Little’s body of work was no less productive or impressive. He put up solid numbers on the Adidas Gauntlet circuit, averaging 17 points and 7 rebounds a game in the first two sessions while shooting 50% from the field overall. During the Gauntlet finals in Spartanburg at the beginning of July, Little average just over eighteen points and nearly nine rebounds a contest. He never failed to score double figures in the twelve contests we have stats for.
Little gets his “bonus points” for his play in Europe as part of an Adidas contingent that went over there in June. With NBA scouts in tow to see the next crop of “Euros”, they got a sense of what Little could do now as well as what he could become in a couple of years. Websites that follow that type of thing made it clear: Little has a real chance to reach the highest level of the sport.
Little’s national ranking has skyrocketed as a result of his play and there is a possibility that he could get a McDonald’s All American Game nod. He holds offers from the likes of Arizona, Duke North Carolina and Kansas while Florida, Florida State, and Miami would all love for him to stay at home.
The one thing Days and Little have in common? They both have garnered attention and respect for their ability to “play hard” at all times, never taking a play off.
We first caught a glimpse of Ibrahima Diallo of the Florida Sons at our Travel Team Jamboree in April. We took note of the 7’0 sophomore’s height, strong frame, and athleticism. We also noted he was “clay”, waiting to be molded into a work of art.

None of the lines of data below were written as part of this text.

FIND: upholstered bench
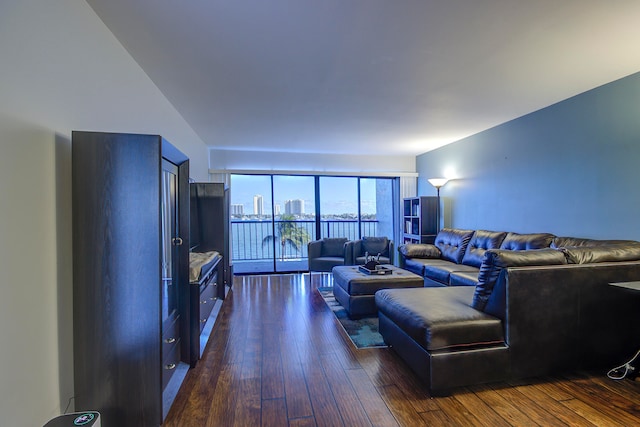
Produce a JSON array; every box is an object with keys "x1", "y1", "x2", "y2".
[{"x1": 332, "y1": 265, "x2": 423, "y2": 318}]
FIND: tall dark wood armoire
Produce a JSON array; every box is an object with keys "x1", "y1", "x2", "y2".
[
  {"x1": 190, "y1": 182, "x2": 231, "y2": 294},
  {"x1": 72, "y1": 131, "x2": 192, "y2": 426}
]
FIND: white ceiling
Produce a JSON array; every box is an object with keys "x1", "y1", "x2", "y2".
[{"x1": 85, "y1": 0, "x2": 640, "y2": 156}]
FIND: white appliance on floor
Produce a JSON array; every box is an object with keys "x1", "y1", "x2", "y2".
[{"x1": 43, "y1": 411, "x2": 101, "y2": 427}]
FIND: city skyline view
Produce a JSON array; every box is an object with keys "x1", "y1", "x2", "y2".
[
  {"x1": 233, "y1": 197, "x2": 307, "y2": 216},
  {"x1": 230, "y1": 175, "x2": 382, "y2": 217}
]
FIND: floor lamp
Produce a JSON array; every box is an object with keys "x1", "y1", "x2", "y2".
[{"x1": 427, "y1": 178, "x2": 449, "y2": 232}]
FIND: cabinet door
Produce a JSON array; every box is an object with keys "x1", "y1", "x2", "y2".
[{"x1": 161, "y1": 159, "x2": 181, "y2": 386}]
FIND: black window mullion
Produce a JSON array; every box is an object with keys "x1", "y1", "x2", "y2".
[
  {"x1": 357, "y1": 177, "x2": 362, "y2": 239},
  {"x1": 270, "y1": 175, "x2": 277, "y2": 272},
  {"x1": 314, "y1": 176, "x2": 321, "y2": 239}
]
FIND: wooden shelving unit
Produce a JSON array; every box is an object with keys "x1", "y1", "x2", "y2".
[{"x1": 402, "y1": 196, "x2": 438, "y2": 244}]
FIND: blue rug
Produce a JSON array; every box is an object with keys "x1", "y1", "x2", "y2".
[{"x1": 317, "y1": 287, "x2": 387, "y2": 349}]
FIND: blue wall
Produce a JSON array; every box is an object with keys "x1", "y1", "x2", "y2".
[{"x1": 416, "y1": 71, "x2": 640, "y2": 240}]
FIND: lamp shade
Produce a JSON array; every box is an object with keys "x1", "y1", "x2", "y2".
[{"x1": 427, "y1": 178, "x2": 449, "y2": 188}]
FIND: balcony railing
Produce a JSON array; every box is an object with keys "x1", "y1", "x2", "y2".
[{"x1": 231, "y1": 219, "x2": 378, "y2": 261}]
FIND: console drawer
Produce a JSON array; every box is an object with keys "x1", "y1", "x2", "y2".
[
  {"x1": 199, "y1": 281, "x2": 217, "y2": 332},
  {"x1": 162, "y1": 314, "x2": 180, "y2": 360},
  {"x1": 161, "y1": 337, "x2": 180, "y2": 390}
]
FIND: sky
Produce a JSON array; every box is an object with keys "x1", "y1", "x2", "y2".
[{"x1": 230, "y1": 175, "x2": 382, "y2": 215}]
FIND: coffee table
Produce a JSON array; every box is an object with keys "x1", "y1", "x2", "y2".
[{"x1": 332, "y1": 265, "x2": 423, "y2": 318}]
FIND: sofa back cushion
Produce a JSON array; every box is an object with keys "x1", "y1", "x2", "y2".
[
  {"x1": 461, "y1": 230, "x2": 508, "y2": 268},
  {"x1": 500, "y1": 232, "x2": 555, "y2": 250},
  {"x1": 361, "y1": 236, "x2": 389, "y2": 256},
  {"x1": 434, "y1": 228, "x2": 475, "y2": 264},
  {"x1": 471, "y1": 248, "x2": 568, "y2": 316},
  {"x1": 559, "y1": 244, "x2": 640, "y2": 264},
  {"x1": 551, "y1": 236, "x2": 638, "y2": 249},
  {"x1": 322, "y1": 238, "x2": 348, "y2": 257}
]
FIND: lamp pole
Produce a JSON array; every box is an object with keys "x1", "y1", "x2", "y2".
[
  {"x1": 435, "y1": 185, "x2": 441, "y2": 232},
  {"x1": 427, "y1": 178, "x2": 449, "y2": 233}
]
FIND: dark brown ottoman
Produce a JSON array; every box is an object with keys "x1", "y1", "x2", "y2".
[{"x1": 332, "y1": 265, "x2": 423, "y2": 318}]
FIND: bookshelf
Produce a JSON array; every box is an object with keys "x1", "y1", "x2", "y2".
[{"x1": 403, "y1": 196, "x2": 438, "y2": 244}]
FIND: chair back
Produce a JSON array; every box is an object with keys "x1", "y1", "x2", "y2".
[
  {"x1": 360, "y1": 236, "x2": 390, "y2": 256},
  {"x1": 321, "y1": 237, "x2": 349, "y2": 256},
  {"x1": 352, "y1": 236, "x2": 394, "y2": 265}
]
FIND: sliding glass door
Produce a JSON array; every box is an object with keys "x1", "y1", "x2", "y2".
[
  {"x1": 319, "y1": 176, "x2": 395, "y2": 241},
  {"x1": 231, "y1": 174, "x2": 397, "y2": 274},
  {"x1": 360, "y1": 178, "x2": 395, "y2": 239},
  {"x1": 230, "y1": 175, "x2": 273, "y2": 273},
  {"x1": 318, "y1": 177, "x2": 359, "y2": 239},
  {"x1": 272, "y1": 175, "x2": 316, "y2": 272}
]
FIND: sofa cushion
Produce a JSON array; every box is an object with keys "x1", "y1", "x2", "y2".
[
  {"x1": 375, "y1": 286, "x2": 504, "y2": 351},
  {"x1": 471, "y1": 248, "x2": 568, "y2": 312},
  {"x1": 313, "y1": 257, "x2": 345, "y2": 271},
  {"x1": 403, "y1": 258, "x2": 455, "y2": 278},
  {"x1": 449, "y1": 271, "x2": 480, "y2": 287},
  {"x1": 362, "y1": 236, "x2": 389, "y2": 256},
  {"x1": 322, "y1": 238, "x2": 348, "y2": 257},
  {"x1": 399, "y1": 243, "x2": 441, "y2": 259},
  {"x1": 500, "y1": 232, "x2": 555, "y2": 250},
  {"x1": 424, "y1": 263, "x2": 479, "y2": 286},
  {"x1": 434, "y1": 228, "x2": 475, "y2": 264},
  {"x1": 461, "y1": 230, "x2": 508, "y2": 268},
  {"x1": 403, "y1": 258, "x2": 427, "y2": 276},
  {"x1": 559, "y1": 244, "x2": 640, "y2": 264}
]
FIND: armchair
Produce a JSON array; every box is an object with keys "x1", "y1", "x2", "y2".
[
  {"x1": 351, "y1": 236, "x2": 394, "y2": 265},
  {"x1": 308, "y1": 237, "x2": 353, "y2": 272}
]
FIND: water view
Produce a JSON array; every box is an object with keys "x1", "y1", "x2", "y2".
[{"x1": 230, "y1": 174, "x2": 396, "y2": 273}]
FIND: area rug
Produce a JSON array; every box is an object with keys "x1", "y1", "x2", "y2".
[{"x1": 317, "y1": 287, "x2": 387, "y2": 349}]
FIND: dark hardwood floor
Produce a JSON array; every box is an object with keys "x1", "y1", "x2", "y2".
[{"x1": 165, "y1": 273, "x2": 640, "y2": 426}]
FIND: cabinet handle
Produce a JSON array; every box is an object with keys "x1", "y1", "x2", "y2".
[
  {"x1": 164, "y1": 337, "x2": 176, "y2": 344},
  {"x1": 165, "y1": 363, "x2": 176, "y2": 370},
  {"x1": 201, "y1": 299, "x2": 207, "y2": 304},
  {"x1": 172, "y1": 237, "x2": 183, "y2": 246},
  {"x1": 200, "y1": 318, "x2": 207, "y2": 323},
  {"x1": 209, "y1": 297, "x2": 216, "y2": 301}
]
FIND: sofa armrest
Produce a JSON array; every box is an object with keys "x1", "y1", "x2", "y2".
[
  {"x1": 351, "y1": 239, "x2": 363, "y2": 257},
  {"x1": 398, "y1": 243, "x2": 441, "y2": 259},
  {"x1": 344, "y1": 241, "x2": 355, "y2": 265},
  {"x1": 308, "y1": 240, "x2": 322, "y2": 259}
]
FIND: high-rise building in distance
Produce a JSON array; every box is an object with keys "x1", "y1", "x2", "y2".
[
  {"x1": 285, "y1": 199, "x2": 304, "y2": 215},
  {"x1": 253, "y1": 195, "x2": 264, "y2": 215},
  {"x1": 231, "y1": 204, "x2": 244, "y2": 215}
]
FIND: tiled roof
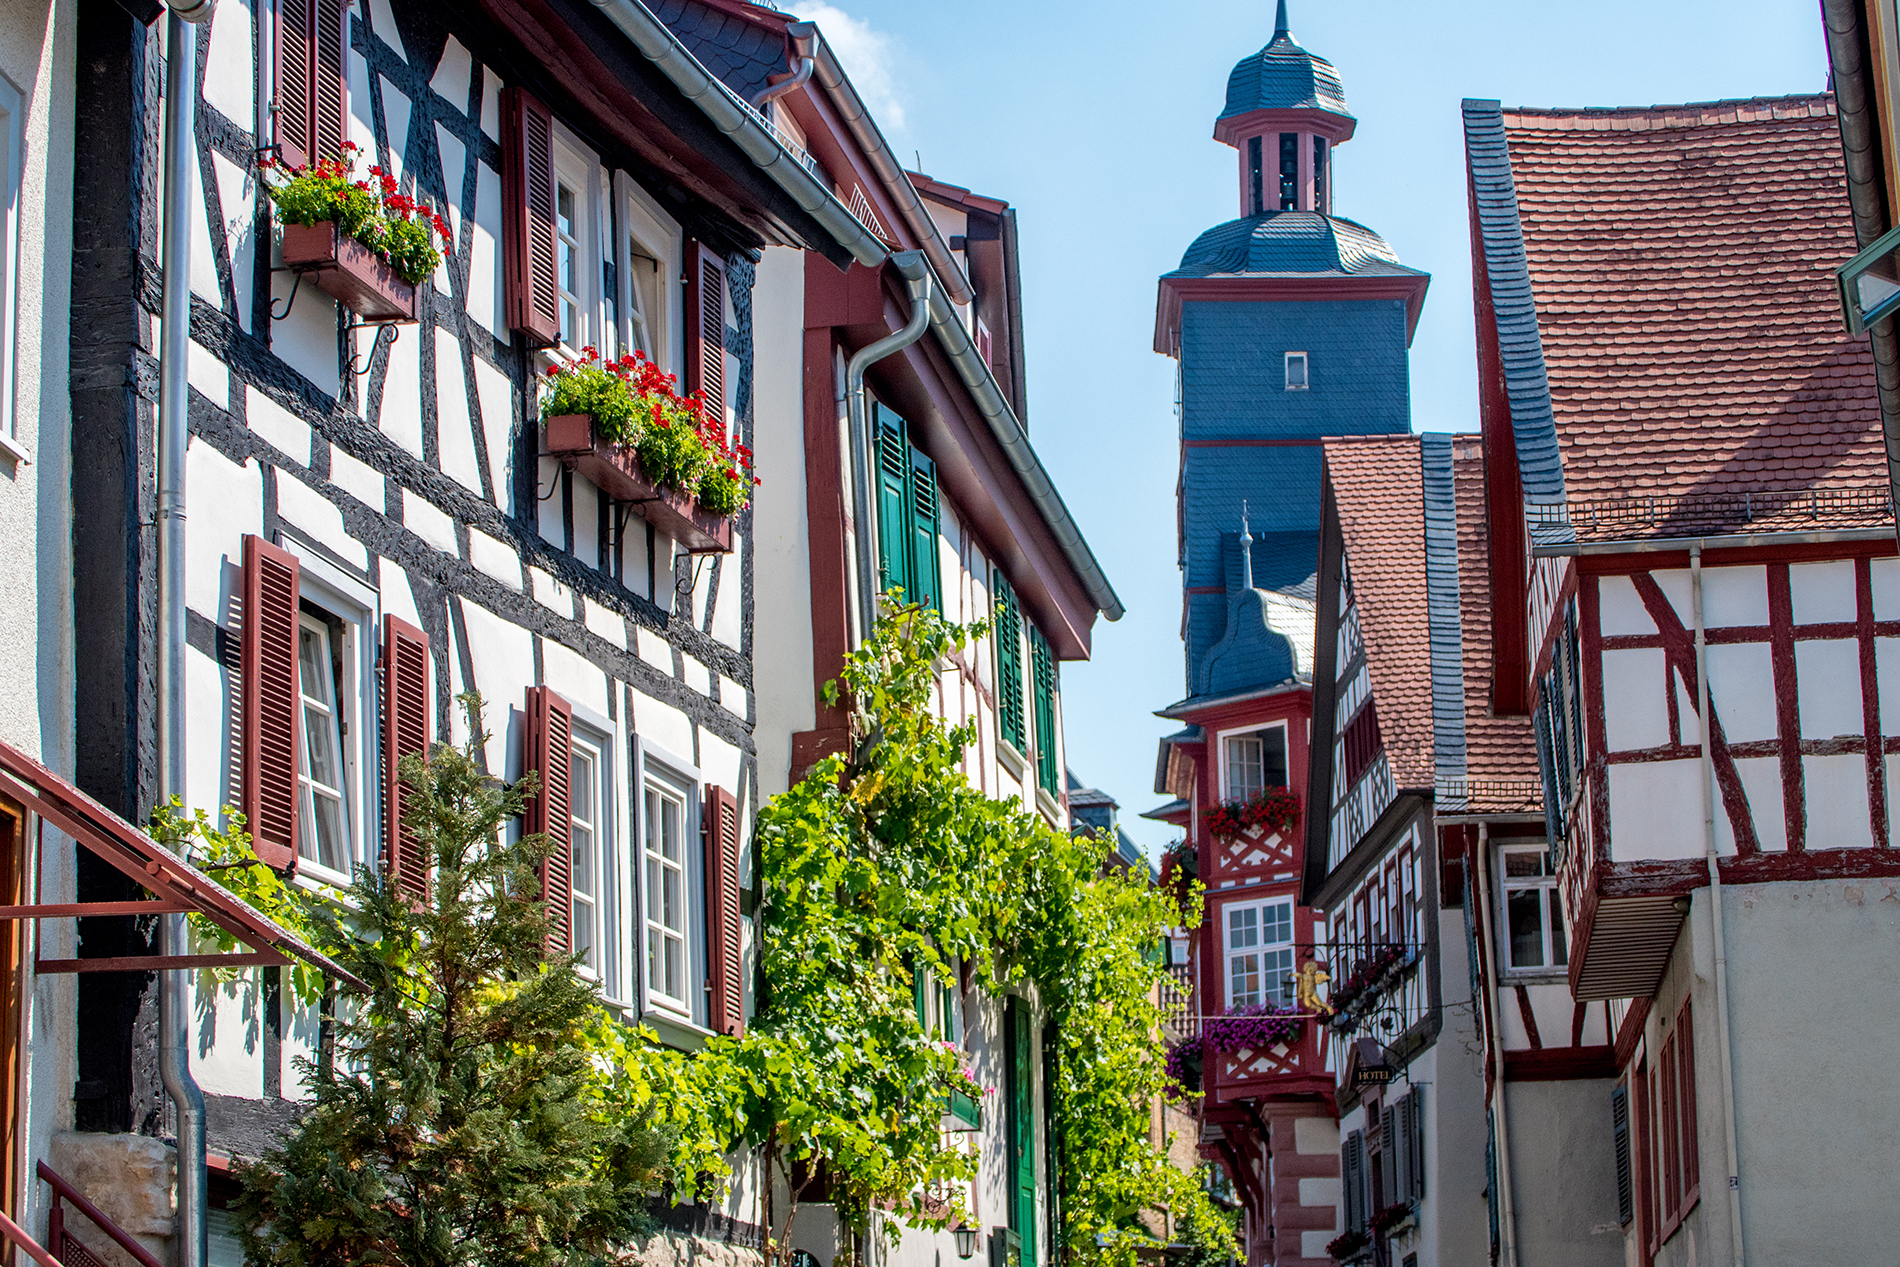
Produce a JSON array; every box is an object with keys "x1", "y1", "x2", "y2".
[
  {"x1": 650, "y1": 0, "x2": 789, "y2": 100},
  {"x1": 1221, "y1": 28, "x2": 1352, "y2": 122},
  {"x1": 1450, "y1": 438, "x2": 1543, "y2": 813},
  {"x1": 1495, "y1": 94, "x2": 1890, "y2": 540},
  {"x1": 1323, "y1": 435, "x2": 1435, "y2": 790},
  {"x1": 1169, "y1": 212, "x2": 1409, "y2": 278}
]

Fast forward to the end of July and it is clear that he is on the wheel.
While he didn’t put up astounding statistics in terms of points and rebounds due to limited minutes and often being in foul trouble, Diallo was one of the better shot blockers around. He averaged just under four blocks a game at the Adidas Gauntlet finals in July. He average “just” 2.5 blocks a game in the first two Adidas Gauntlet sessions, clearly just getting his feet wet.
We got to view Diallo often at the Orlando Hoops Festival and his improvement has been rapid. While still raw when it comes to the offensive end, he has improved and he doesn’t panic when the double-team comes. Diallo has a ways to go at that end of the court but his ability to protect the rim, run the floor, and alter the opponent’s offensive plans are big weapons.
As a starter for Wildwood’s run to the state Class 1A title game in his freshman year, we thought Marcus Niblack could have a nice future. Fast forward five months later and we may have under-sold the 6’0 guard. His play for the Showtime Ballers 15U group was solid and it seemed like as Niblack went, so went Showtime. He earned all-tournament status at the Atlanta Jam in April and played solid throughout the rest of the spring and summer. His court time in July was cut short by a hand injury, but by then he had done enough to elevate his reputation beyond the borders of the Sunshine State.